The site also sells that Touch HD clone too, and alot of other clones including stuff running windows mobile. I might want to buy something on there one day, so I just came here to see if it's a good site.


----------



## stillloveyouavril (Jun 28, 2011)

Fastcardtech has a good reputation  and I realy love the phones on their website .
I have bought a M 98 from this website and it  runs fast ,though the shipping time is a little longer due to the shipping company ,I really apperciated.


----------



## stillloveyouavril (Jun 28, 2011)

*GOOD*

 I want to ask them to give me a gift


----------



## westwolive (Jun 28, 2011)

some guys told me they use the phones that bought from fastcardtech,very nice,so I bought one V8 from them,too.the phone is quite better than I expected.


----------



## liqiufeng (Jun 29, 2011)

*nice site*

i have bought a phone from fastcardtech.com 2 weeks ago, it works great.great touch screen for this phone.response fast compare other iphone clone. and the price is cheap for me.


----------



## liqiufeng (Jun 30, 2011)

*wonderful site*

fastcardtech.com is a good site , i have bought 2 phone from them before, although i receive it a little late. it was so amaizing to me, as the apperance is really nice, it works great. the battery can  standby  24hours. i can use it make a phone call for a long time.and chat on line.


----------



## candlein (Jun 30, 2011)

*PHONE*

Already seen a lot of phone store,fastcardtech.com is the good choice for shopping


----------



## liqiufeng (Jul 1, 2011)

*exciting game*

haha.......i like playing game so much.  thegaming experience is acceptable.
i lik it.


----------



## liqiufeng (Jul 1, 2011)

*exciting game*

hahaha.......i like playing game so much.gaming experience is acceptable.like it so much.


----------



## Gorash4578 (Sep 17, 2011)

Did the last poster register here just to praise that site? I can't say this boosts my confidence in Fastcardtech...

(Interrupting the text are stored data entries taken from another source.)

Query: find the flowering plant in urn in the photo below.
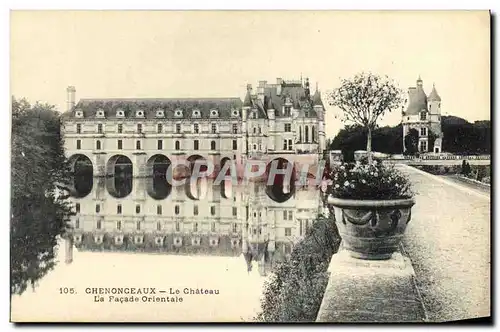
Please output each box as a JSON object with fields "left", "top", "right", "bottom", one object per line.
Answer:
{"left": 326, "top": 160, "right": 416, "bottom": 260}
{"left": 326, "top": 72, "right": 415, "bottom": 260}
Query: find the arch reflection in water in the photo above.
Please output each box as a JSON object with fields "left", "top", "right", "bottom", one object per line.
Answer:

Can anyone review this site without sounding like a bot or a spammer?


----------



## XXCoder (Sep 18, 2011)

Just last post? more like most of em... Most has similar garbled english and 1-6 posts.


----------



## Gorash4578 (Oct 7, 2011)

Well, I took a risk and bought a phone (Gooapple 3G) and it has arrived today. 
It took about 10 days for my order to arrive and it was nicely packed.

I can't say anything about the quality of the phone itself as of yet, but the whole business seems trustworthy enough.


----------



## 2234jones (Oct 9, 2011)

*Fastcardtech*

Well I bought a phone in May this year and after 2 months of complining as it wasn't working correctly and had the wrong firmware, I sent it back for repair as this was the only way to repair it. 

Well they have had it two months now and I still have not had the phone returned, they say it has been posted, 3 weeks ago that is, and they are are useless in their support, and when it goes wrong you have to pay for postage back to them, and after i sent it, they cahrged me for sending it back to me even thou it was a warranty fault......

I will next time pay for a brand named phone as the phone originally cost me $190-00 then with the costs of postage, still no phone and I'm now $260-00 out of pocket. 

If i was recommending a company, they would not be it as in the long run it may cost you more, hopefully you're luckier than me.

good luck!


----------



## erjonm (Feb 29, 2012)

*fastcardtech beware*

I must sent you a warning about this site.....in case your phone is broke and you send it back....than say bye bye to your money or the phone ..........they will lie and chéat you........i have sent tham my sophone 4gs+, post office in sweden told me that the phone arrived in china but the bandits of fastcardtech didnt bather to take it ...and after 100 emails they told me ...the phone is lost without the phone we cant do anything.....
BEWARE BEWARE.......some other thing..their Gooapple v5 is fake...is not 512 ram and 512 rom.......


----------



## ColonelZap (Mar 15, 2012)

I never had a single problem with FCT before


----------



## Manu-M3 (Mar 18, 2012)

I like FCT much.
I buy at this Shop in every month 2 Times.
Never had any problems or something others.
And now the set lower the DHL Shipping costs 

I bought last week a gphone F27,vers nice!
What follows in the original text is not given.